Wednesday, December 09, 2009

Weight Loss Wednesday






There are 305 days until our wedding. How exciting! We've plowed through most of the big things - budget, guest list, date, theme, photographer, venue, catering, dress - and I now have time to work on the details after the holidays. 


But, oh, the holidays! I have an out-of-this-world sweet tooth and zero low will-power. From the time that Big Spoon and I met in 2008 until now, 14 months later, I have gained approximately 17 lbs. That is sooo not cool. Especially because I already own my wedding dress. 


Thus, I need to weigh 20-25 lbs less than I do now. That may sound drastic, but I'm not fully expecting to lose that much. It's setting the goal that counts for me and making the lifestyle changes actually work for once. Now more than ever, I feel like I have the support system to reach any goal I set for myself. 

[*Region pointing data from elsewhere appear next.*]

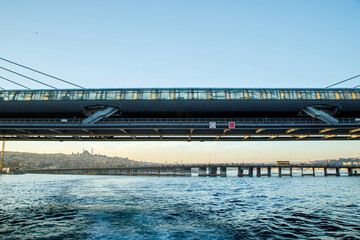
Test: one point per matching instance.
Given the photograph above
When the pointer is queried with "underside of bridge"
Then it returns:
(101, 128)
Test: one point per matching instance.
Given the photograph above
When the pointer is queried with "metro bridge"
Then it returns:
(181, 114)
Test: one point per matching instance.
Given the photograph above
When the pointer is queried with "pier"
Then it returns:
(213, 170)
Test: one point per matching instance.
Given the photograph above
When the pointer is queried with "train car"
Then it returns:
(178, 102)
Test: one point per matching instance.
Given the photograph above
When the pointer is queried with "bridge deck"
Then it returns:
(179, 129)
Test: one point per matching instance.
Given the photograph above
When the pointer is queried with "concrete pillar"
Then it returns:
(212, 171)
(187, 171)
(223, 171)
(258, 171)
(240, 172)
(202, 171)
(337, 172)
(251, 171)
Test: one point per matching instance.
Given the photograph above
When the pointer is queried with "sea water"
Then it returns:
(137, 207)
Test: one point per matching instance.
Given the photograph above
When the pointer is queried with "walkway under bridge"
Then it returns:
(220, 169)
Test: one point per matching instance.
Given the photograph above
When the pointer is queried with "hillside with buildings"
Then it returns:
(23, 160)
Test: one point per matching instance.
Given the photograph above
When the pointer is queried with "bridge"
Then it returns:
(191, 114)
(220, 169)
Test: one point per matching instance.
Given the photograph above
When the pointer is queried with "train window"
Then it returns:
(209, 95)
(182, 95)
(4, 96)
(238, 95)
(131, 95)
(347, 95)
(264, 95)
(331, 95)
(118, 95)
(201, 94)
(255, 95)
(92, 95)
(172, 94)
(110, 95)
(28, 96)
(45, 96)
(163, 94)
(20, 96)
(353, 95)
(64, 95)
(274, 94)
(145, 95)
(219, 94)
(281, 94)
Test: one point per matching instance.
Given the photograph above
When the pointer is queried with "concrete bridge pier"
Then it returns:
(258, 171)
(187, 171)
(240, 172)
(251, 171)
(202, 171)
(212, 171)
(223, 171)
(269, 171)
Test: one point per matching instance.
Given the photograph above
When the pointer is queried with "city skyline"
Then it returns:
(186, 44)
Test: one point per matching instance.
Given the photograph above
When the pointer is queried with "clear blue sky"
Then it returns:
(257, 43)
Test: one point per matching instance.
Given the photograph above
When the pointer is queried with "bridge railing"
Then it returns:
(205, 121)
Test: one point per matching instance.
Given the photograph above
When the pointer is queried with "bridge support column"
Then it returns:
(240, 172)
(269, 171)
(258, 171)
(251, 171)
(202, 171)
(337, 172)
(187, 171)
(223, 171)
(212, 171)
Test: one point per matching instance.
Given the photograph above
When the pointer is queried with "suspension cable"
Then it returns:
(59, 79)
(14, 83)
(343, 81)
(28, 78)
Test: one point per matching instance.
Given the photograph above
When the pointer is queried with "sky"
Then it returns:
(121, 44)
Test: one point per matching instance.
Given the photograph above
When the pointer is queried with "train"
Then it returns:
(179, 102)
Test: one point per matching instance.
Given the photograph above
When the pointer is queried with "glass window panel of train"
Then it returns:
(20, 96)
(4, 96)
(330, 95)
(255, 95)
(347, 94)
(219, 94)
(64, 95)
(118, 95)
(182, 94)
(164, 94)
(110, 95)
(28, 96)
(237, 94)
(201, 94)
(145, 95)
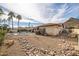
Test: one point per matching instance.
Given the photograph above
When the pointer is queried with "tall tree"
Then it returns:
(9, 19)
(11, 15)
(19, 18)
(1, 13)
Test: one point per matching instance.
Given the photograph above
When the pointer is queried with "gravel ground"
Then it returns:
(33, 45)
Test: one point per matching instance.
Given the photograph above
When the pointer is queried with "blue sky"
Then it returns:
(42, 12)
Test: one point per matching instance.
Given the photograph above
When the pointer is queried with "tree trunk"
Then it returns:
(12, 23)
(18, 25)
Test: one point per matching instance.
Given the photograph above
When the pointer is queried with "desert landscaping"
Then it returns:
(26, 36)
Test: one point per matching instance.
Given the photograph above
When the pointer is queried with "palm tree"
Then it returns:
(1, 13)
(19, 18)
(9, 19)
(11, 15)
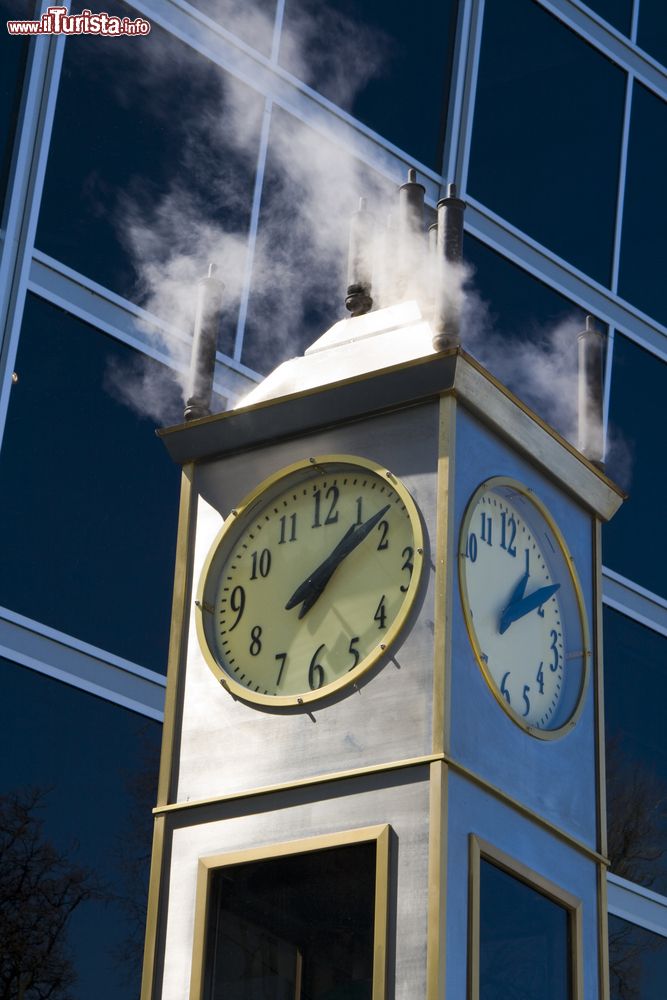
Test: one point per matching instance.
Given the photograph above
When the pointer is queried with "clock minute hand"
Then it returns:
(517, 609)
(311, 588)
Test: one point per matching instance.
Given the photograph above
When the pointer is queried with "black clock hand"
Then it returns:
(311, 588)
(516, 610)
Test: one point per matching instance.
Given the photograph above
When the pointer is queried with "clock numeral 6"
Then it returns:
(316, 671)
(503, 688)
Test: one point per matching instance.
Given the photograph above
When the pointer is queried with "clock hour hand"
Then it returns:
(517, 609)
(308, 592)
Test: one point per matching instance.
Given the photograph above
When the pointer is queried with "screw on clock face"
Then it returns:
(313, 586)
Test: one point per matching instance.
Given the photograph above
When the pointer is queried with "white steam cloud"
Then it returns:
(311, 187)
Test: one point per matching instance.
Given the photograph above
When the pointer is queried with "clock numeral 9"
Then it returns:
(237, 604)
(316, 671)
(408, 554)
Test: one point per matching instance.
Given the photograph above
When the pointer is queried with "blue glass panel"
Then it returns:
(89, 497)
(617, 12)
(385, 63)
(252, 20)
(97, 765)
(652, 29)
(644, 237)
(152, 159)
(635, 695)
(637, 962)
(13, 56)
(547, 133)
(633, 544)
(527, 335)
(524, 941)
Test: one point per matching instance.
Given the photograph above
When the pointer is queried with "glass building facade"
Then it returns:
(244, 133)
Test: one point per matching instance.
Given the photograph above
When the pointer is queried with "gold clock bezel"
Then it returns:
(233, 527)
(542, 510)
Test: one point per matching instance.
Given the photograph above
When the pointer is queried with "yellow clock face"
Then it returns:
(310, 580)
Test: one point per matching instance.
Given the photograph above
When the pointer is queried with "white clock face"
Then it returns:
(523, 607)
(310, 580)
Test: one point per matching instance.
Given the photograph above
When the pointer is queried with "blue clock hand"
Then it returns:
(311, 588)
(517, 609)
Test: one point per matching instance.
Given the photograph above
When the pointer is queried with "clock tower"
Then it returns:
(382, 769)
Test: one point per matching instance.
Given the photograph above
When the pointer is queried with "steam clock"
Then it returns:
(382, 762)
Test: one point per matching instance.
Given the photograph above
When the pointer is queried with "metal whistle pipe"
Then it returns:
(204, 343)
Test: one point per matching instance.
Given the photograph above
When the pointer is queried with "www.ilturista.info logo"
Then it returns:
(57, 21)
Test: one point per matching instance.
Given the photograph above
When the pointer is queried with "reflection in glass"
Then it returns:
(652, 29)
(96, 767)
(524, 941)
(547, 134)
(293, 927)
(637, 962)
(635, 693)
(631, 544)
(90, 497)
(385, 64)
(151, 170)
(251, 20)
(525, 333)
(617, 12)
(644, 239)
(13, 56)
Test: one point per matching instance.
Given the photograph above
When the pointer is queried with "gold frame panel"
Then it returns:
(210, 864)
(226, 537)
(506, 481)
(479, 849)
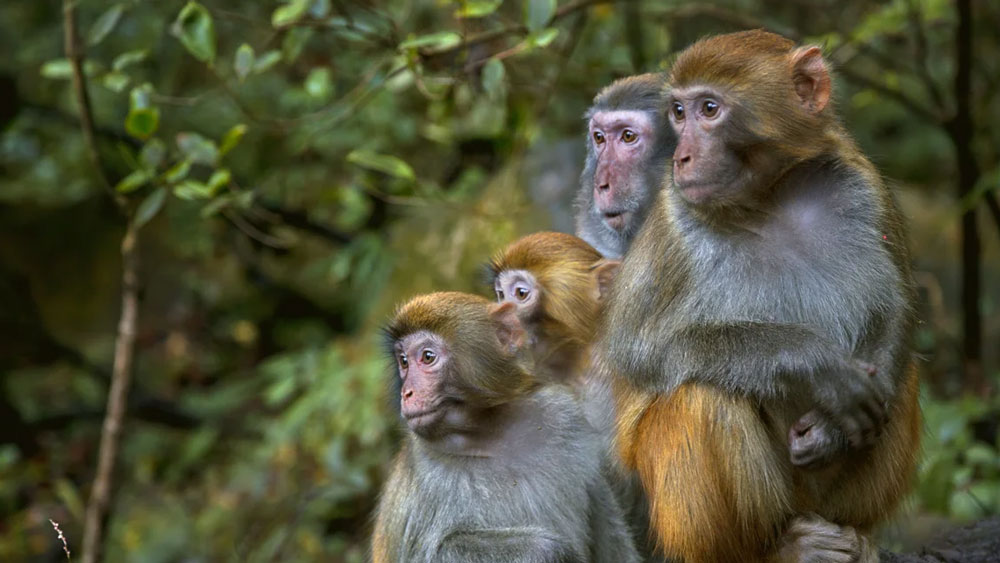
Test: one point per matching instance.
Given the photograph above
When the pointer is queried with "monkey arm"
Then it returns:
(496, 545)
(610, 538)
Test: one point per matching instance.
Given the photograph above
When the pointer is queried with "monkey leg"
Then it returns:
(718, 490)
(866, 487)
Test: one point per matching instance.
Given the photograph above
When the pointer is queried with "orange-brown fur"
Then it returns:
(713, 461)
(715, 466)
(564, 267)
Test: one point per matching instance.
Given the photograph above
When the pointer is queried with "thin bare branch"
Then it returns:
(75, 56)
(121, 379)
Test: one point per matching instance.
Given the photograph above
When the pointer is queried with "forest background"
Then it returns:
(208, 209)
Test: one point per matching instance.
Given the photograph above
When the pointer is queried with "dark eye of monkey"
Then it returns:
(709, 108)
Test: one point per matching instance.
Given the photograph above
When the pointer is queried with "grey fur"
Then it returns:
(773, 302)
(544, 499)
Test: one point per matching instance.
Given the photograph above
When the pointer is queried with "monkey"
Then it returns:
(629, 144)
(497, 464)
(771, 278)
(557, 283)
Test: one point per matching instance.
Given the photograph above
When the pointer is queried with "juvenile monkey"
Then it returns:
(557, 283)
(771, 278)
(496, 466)
(629, 143)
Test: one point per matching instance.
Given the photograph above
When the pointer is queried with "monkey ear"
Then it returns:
(605, 272)
(811, 78)
(510, 332)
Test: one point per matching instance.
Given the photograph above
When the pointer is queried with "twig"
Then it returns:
(121, 376)
(83, 99)
(121, 373)
(62, 538)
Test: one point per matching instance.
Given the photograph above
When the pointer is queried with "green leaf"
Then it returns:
(294, 42)
(196, 31)
(387, 164)
(243, 61)
(192, 189)
(543, 38)
(153, 154)
(142, 123)
(318, 84)
(289, 13)
(129, 58)
(439, 40)
(266, 61)
(150, 206)
(477, 8)
(177, 172)
(538, 13)
(115, 81)
(141, 97)
(57, 69)
(219, 180)
(104, 24)
(134, 181)
(493, 77)
(197, 149)
(232, 138)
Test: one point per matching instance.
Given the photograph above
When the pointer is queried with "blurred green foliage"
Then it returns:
(299, 167)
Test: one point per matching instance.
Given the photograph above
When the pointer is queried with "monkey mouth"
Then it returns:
(615, 219)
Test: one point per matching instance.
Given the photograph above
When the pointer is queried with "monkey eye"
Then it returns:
(709, 108)
(428, 356)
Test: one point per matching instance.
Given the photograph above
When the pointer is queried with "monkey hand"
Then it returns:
(855, 402)
(813, 441)
(810, 538)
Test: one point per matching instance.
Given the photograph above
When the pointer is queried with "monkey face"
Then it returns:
(621, 141)
(423, 360)
(521, 289)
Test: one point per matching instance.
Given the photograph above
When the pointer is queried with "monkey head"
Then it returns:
(746, 108)
(457, 356)
(628, 149)
(555, 281)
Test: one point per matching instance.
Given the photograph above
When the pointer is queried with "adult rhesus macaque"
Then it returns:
(629, 143)
(557, 283)
(496, 466)
(771, 279)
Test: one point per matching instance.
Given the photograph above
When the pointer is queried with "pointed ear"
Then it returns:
(604, 272)
(510, 332)
(811, 78)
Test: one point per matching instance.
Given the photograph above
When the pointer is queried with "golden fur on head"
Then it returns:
(563, 265)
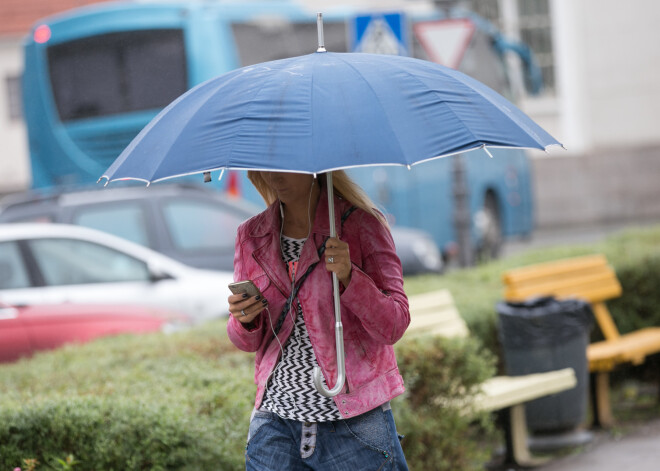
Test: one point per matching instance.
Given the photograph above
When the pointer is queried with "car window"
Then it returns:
(127, 220)
(195, 225)
(13, 273)
(70, 261)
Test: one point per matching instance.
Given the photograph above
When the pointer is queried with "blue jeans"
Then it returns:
(366, 442)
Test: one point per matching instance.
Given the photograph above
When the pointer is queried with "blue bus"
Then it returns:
(95, 76)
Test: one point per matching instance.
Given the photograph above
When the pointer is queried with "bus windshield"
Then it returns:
(117, 73)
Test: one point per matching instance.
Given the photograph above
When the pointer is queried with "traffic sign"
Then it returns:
(445, 41)
(382, 33)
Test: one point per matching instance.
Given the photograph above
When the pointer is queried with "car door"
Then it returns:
(14, 339)
(80, 271)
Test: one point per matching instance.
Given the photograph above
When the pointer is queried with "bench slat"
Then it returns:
(505, 391)
(541, 270)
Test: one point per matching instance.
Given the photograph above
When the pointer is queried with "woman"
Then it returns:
(293, 426)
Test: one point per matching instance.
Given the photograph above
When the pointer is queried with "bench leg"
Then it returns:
(600, 400)
(515, 435)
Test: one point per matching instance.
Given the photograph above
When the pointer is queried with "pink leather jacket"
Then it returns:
(374, 307)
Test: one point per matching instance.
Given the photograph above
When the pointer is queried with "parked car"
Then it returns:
(194, 225)
(57, 263)
(27, 329)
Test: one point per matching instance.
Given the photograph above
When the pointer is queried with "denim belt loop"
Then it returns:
(308, 439)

Basically, I'm holding myself accountable by announcing it to the blog world that I'm challenging myself to lose weight. Of course, for the wedding, but additionally, because I'm in my late twenties and my metabolism is slowing down. I want to have children someday soon and I want to be in good shape, healthy in mind and body. 


I feel completely vulnerable putting this out there, though. Body image and weight issues are something most women won't talk about openly. I'll be doing these things as frequently as possible to trim down and tone up:


• Take the stairs. All six flights, every morning.
• Eat four - six small, balanced meals a day.
• Just say no to candy. Have a treat once a week to feel less deprived of sweets.
• Early to bed, early to rise.
• Find an exercise routine that is fun, because otherwise it feels like a chore and I won't do it.
• Cook more. Cook more healthily.


Okay. Here we go!

1 comment:

  1. I'm proud of you, Little Spoon, for taking this step and for being so open about it. I'll do what I can to help out and lose with you - now that the crazy season of the job is winding down, I'll be able to buckle down and work out with you again.